The Medicine Cabinet of Curiosities:
an unconventional compendium of health facts and oddities, from asthmatic mice to plants that can kill
- Nicholas Bakalar
The title pretty much sums it up.
With segment lengths ranging from a couple of sentences to a couple of pages, this is the perfect book for people like me to read in bed, people who can generally only stay awake for a few paragraphs. Filled with fascinating little snippets from the world of medicine, The Medicine Cabinet of Curiosities is written in a fashion where you can easily skip around from section to section, finding those distinctly gruesome or disturbing bits that always ensure a good night's sleep.

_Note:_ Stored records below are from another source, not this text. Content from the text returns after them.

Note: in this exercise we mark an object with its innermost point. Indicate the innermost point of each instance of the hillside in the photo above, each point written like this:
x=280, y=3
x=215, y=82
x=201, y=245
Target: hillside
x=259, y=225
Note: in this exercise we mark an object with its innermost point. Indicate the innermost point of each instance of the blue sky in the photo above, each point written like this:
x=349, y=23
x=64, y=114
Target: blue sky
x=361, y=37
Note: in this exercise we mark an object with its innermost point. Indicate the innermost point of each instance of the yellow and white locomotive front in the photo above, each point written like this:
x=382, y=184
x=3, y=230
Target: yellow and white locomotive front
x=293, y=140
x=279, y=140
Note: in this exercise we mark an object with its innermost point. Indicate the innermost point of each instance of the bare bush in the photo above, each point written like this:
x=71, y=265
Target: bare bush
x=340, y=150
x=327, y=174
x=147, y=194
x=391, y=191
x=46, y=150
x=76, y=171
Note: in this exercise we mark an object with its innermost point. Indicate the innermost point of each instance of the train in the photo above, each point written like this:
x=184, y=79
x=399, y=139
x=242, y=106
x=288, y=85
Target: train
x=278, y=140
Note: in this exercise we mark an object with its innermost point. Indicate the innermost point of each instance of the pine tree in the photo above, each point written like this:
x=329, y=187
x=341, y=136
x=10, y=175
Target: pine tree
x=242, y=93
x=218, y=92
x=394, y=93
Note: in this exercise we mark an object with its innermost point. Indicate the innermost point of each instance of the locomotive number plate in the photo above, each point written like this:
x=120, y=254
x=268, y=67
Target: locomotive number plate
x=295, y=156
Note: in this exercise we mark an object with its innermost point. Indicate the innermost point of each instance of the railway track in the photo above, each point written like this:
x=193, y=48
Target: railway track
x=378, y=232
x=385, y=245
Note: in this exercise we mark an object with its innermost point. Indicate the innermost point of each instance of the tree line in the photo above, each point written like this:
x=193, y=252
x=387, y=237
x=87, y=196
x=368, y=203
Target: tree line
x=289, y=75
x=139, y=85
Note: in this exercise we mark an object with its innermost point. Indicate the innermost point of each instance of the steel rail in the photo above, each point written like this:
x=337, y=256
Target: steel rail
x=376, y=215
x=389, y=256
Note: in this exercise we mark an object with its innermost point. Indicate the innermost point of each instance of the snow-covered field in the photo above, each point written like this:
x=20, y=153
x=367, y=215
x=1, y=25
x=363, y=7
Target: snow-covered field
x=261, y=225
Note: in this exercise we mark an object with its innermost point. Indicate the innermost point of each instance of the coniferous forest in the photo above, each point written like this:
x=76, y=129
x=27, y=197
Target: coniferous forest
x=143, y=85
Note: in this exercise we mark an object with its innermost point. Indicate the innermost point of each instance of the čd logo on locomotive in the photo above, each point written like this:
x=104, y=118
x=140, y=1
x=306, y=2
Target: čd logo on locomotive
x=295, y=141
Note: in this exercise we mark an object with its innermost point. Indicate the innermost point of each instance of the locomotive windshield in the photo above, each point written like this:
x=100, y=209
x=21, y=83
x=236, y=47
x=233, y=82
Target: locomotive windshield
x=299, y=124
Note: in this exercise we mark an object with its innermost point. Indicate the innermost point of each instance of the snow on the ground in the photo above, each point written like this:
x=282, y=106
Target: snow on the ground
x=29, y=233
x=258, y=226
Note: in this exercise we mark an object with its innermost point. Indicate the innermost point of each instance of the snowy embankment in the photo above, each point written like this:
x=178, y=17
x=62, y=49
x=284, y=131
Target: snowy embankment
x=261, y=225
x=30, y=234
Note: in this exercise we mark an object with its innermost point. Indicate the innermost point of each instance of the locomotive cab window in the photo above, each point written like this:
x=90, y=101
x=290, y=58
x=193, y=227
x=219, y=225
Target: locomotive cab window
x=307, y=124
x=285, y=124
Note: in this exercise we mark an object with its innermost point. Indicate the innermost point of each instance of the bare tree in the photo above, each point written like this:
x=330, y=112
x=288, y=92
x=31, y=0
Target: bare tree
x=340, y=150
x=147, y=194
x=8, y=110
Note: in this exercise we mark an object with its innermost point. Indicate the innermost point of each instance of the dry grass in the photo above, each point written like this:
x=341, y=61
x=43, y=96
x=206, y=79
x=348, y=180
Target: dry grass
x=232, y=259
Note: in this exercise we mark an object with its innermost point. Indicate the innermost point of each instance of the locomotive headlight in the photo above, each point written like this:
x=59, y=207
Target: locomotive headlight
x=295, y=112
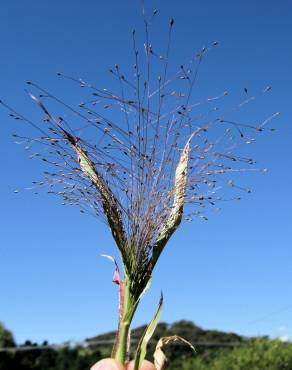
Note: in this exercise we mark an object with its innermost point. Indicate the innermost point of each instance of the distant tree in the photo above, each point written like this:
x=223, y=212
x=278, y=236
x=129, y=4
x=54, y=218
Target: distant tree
x=6, y=337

A singularly nice touch is the relegation of footnotes to a dedicated appendix. I personally have an issue with MLA style footnotes. I find them disruptive and untidy and, unless they happen to be especially witty, quite unnecessary for me to read right away.
I particularly enjoyed the gruesome diseases segments, as well as those times when I was able to condescendingly sniff that of course I already knew that.
Nicholas Bakalar has a delightful sense of humour and I found myself chortling frequently, which is not generally what you expect to do when reading about maggot therapy, for example. He does have a curious habit of referring to himself with the royal we, but somehow this little quirk only serves to make his writing more inclusive. Like there is this cozy group of white coated professionals sequestered in a room somewhere, ready to assure you that no, you don't actually have Ebola.